Il résulte de l’instruction que la demande de titre de séjour de M. C… a été déposée le 20 juin 2025. En application des dispositions citées au point précédent, une décision implicite de rejet était née, à la date d’introduction de sa requête, du silence gardé par l’administration pendant quatre mois à compter de ce dépôt. Par suite, les mesures sollicitées par le requérant auraient pour effet de faire obstacle à l’exécution de cette décision et sont donc manifestement insusceptibles d’être prescrites par le juge des référés saisi sur le fondement des dispositions de l’article L. 521-3 du code de justice administrative.

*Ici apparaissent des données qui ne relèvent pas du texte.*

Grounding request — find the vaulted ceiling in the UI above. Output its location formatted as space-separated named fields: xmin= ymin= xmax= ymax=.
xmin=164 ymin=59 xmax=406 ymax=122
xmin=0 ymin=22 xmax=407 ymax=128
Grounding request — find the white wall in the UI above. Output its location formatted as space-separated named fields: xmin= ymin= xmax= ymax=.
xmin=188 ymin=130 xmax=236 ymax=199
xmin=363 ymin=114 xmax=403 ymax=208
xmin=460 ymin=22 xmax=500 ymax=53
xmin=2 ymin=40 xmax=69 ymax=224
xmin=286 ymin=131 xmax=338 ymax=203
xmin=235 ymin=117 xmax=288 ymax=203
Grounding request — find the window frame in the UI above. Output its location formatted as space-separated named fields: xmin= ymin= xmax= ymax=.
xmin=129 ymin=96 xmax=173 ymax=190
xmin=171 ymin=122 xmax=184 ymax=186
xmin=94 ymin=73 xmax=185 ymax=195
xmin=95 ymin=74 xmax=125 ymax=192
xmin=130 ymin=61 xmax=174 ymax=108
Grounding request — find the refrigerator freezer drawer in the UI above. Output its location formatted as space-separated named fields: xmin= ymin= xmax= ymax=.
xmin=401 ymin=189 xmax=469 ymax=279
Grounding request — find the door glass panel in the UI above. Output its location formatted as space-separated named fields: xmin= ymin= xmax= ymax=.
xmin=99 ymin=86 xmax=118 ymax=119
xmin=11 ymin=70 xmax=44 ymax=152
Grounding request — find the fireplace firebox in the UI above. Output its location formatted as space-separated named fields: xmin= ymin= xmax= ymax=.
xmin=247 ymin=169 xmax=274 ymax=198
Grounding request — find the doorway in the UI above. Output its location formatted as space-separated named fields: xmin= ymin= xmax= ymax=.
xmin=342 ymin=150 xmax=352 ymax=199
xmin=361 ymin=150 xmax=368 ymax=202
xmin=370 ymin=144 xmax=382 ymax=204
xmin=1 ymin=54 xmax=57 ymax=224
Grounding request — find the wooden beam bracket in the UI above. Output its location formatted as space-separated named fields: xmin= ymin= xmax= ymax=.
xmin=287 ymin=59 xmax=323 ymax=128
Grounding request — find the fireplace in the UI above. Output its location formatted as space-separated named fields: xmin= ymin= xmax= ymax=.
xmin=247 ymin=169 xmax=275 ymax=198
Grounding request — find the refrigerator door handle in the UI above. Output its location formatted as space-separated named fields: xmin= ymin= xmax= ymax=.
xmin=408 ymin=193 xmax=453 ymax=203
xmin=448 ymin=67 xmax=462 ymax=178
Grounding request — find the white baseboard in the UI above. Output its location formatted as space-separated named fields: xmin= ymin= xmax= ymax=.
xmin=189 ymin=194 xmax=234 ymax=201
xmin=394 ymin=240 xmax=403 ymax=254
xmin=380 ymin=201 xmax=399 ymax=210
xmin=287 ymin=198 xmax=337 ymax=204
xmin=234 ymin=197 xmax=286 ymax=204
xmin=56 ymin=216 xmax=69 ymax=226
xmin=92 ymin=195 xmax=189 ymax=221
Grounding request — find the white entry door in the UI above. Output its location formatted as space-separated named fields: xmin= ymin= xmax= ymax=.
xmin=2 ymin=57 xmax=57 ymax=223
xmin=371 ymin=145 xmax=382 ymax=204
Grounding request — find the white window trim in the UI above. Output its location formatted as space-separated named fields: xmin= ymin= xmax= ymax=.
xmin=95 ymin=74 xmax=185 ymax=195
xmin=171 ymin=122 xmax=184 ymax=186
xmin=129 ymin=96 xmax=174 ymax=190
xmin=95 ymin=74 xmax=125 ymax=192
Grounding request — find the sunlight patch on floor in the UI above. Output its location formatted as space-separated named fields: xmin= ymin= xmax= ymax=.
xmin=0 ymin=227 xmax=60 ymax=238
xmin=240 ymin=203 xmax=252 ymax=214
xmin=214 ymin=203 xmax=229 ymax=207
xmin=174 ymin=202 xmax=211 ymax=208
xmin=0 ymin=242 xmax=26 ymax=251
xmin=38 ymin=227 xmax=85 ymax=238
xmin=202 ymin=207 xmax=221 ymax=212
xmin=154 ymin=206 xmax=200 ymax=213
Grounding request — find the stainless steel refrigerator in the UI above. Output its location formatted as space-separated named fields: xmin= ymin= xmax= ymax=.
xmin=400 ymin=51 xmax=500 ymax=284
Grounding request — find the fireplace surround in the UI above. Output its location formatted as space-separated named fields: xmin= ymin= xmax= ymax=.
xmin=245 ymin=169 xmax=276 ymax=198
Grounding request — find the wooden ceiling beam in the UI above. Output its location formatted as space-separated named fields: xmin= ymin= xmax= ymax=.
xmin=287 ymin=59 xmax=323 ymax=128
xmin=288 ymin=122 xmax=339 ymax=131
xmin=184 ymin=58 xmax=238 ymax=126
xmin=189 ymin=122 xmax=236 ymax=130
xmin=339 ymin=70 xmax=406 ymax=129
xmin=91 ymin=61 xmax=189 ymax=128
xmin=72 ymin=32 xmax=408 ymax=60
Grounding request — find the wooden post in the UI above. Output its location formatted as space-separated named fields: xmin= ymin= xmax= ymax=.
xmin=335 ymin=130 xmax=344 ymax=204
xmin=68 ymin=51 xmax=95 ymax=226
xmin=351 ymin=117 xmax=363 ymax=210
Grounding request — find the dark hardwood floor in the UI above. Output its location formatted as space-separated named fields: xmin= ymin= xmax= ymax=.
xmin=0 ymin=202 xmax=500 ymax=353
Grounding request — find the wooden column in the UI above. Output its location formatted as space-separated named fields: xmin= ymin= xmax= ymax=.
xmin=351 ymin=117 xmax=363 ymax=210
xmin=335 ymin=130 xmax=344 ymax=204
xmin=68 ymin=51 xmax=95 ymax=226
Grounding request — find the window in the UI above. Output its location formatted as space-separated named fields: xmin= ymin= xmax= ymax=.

Il résulte de tout ce qui précède que la requête doit être rejetée en toutes ses conclusions.
O R D O N N E :
Article 1er : La requête de M. C… est rejetée.
Article 2 : La présente ordonnance sera notifiée à M. A… C… et au ministre de l’intérieur.
Une copie en sera adressée au préfet de la Seine-Saint-Denis.
Fait à Montreuil, le 6 mai 2026.
La juge des référés,
J. B…
La République mande et ordonne au ministre de l’intérieur en ce qui le concerne ou à tous commissaires de justice à ce requis en ce qui concerne les voies de droit commun contre les parties privées, de pourvoir à l’exécution de la présente décision.